Banana Pudding Pound Cake



 


If you love the comforting flavors of old-fashioned banana pudding and the rich, buttery texture of pound cake, this Banana Pudding Pound Cake is the best of both worlds. Moist, tender, and layered with banana flavor, this dessert is a showstopper for potlucks, Sunday suppers, and holiday gatherings. With its creamy pudding base, ripe bananas, and sweet glaze, it’s a recipe that feels both nostalgic and indulgent.

Why You’ll Love This Recipe

This pound cake isn’t just delicious—it’s unforgettable because it’s:

  • Moist & flavorful – Pudding mix keeps the cake soft and tender.

  • Banana lover’s dream – Packed with fresh bananas and rich banana pudding.

  • Great for gatherings – Serves a crowd and looks beautiful on any dessert table.

  • Make-ahead friendly – Tastes even better the next day as the flavors deepen.

If you want a dessert that wows without complicated steps, this cake will quickly become a favorite in your baking rotation.

Ingredients You’ll Need

  • 1 cup unsalted butter, softened

  • 2 cups sugar

  • 4 large eggs

  • 3 ripe bananas, mashed

  • 1 teaspoon vanilla extract

  • 3 cups all-purpose flour

  • 1 box (3.4 oz) instant banana pudding mix

  • 1 teaspoon baking powder

  • ½ teaspoon baking soda

  • ½ teaspoon salt

  • 1 cup sour cream

  • ½ cup milk

Optional glaze:

  • 1 cup powdered sugar

  • 2–3 tablespoons milk

  • ½ teaspoon vanilla extract

Step-by-Step Instructions

  1. Preheat & prep – Preheat oven to 350°F (175°C). Grease and flour a bundt or tube pan.
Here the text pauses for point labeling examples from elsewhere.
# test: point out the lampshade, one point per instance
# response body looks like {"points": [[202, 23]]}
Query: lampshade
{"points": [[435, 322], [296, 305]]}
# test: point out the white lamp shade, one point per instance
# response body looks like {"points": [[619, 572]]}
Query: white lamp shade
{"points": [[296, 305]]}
  2. Cream butter & sugar – In a large bowl, beat butter and sugar until light and fluffy.

  3. Add eggs & bananas – Mix in eggs one at a time, then stir in mashed bananas and vanilla.

  4. Mix dry ingredients – In a separate bowl, whisk together flour, banana pudding mix, baking powder, baking soda, and salt.

  5. Combine wet & dry – Alternate adding dry mixture with sour cream and milk into the butter mixture, beginning and ending with dry ingredients. Mix until just combined.

  6. Bake – Pour batter into prepared pan. Bake for 60–70 minutes, or until a toothpick inserted in the center comes out clean.

  7. Cool & glaze – Let cake cool in the pan for 10 minutes, then invert onto a wire rack. Once cooled, drizzle with glaze if desired.

Tips for Success

  • Use ripe bananas – The riper the bananas, the sweeter and more flavorful the cake.

  • Don’t overmix – Overmixing leads to a dense cake. Mix until ingredients are just combined.

  • Check doneness early – Pound cakes can bake differently depending on pan type; start checking at 55 minutes.

  • Make it special – Add crushed vanilla wafers or a dollop of whipped cream on each slice for a nod to traditional banana pudding.

Serving Suggestions

Serve this Banana Pudding Pound Cake with a scoop of vanilla ice cream or fresh whipped cream. It’s perfect for brunch tables, potlucks, or as a sweet ending to a family dinner.

Final Thoughts

Moist, flavorful, and full of Southern charm, this Banana Pudding Pound Cake is a dessert that combines two beloved classics into one irresistible treat. Whether you bake it for family, friends, or a festive occasion, it’s guaranteed to be a hit every time.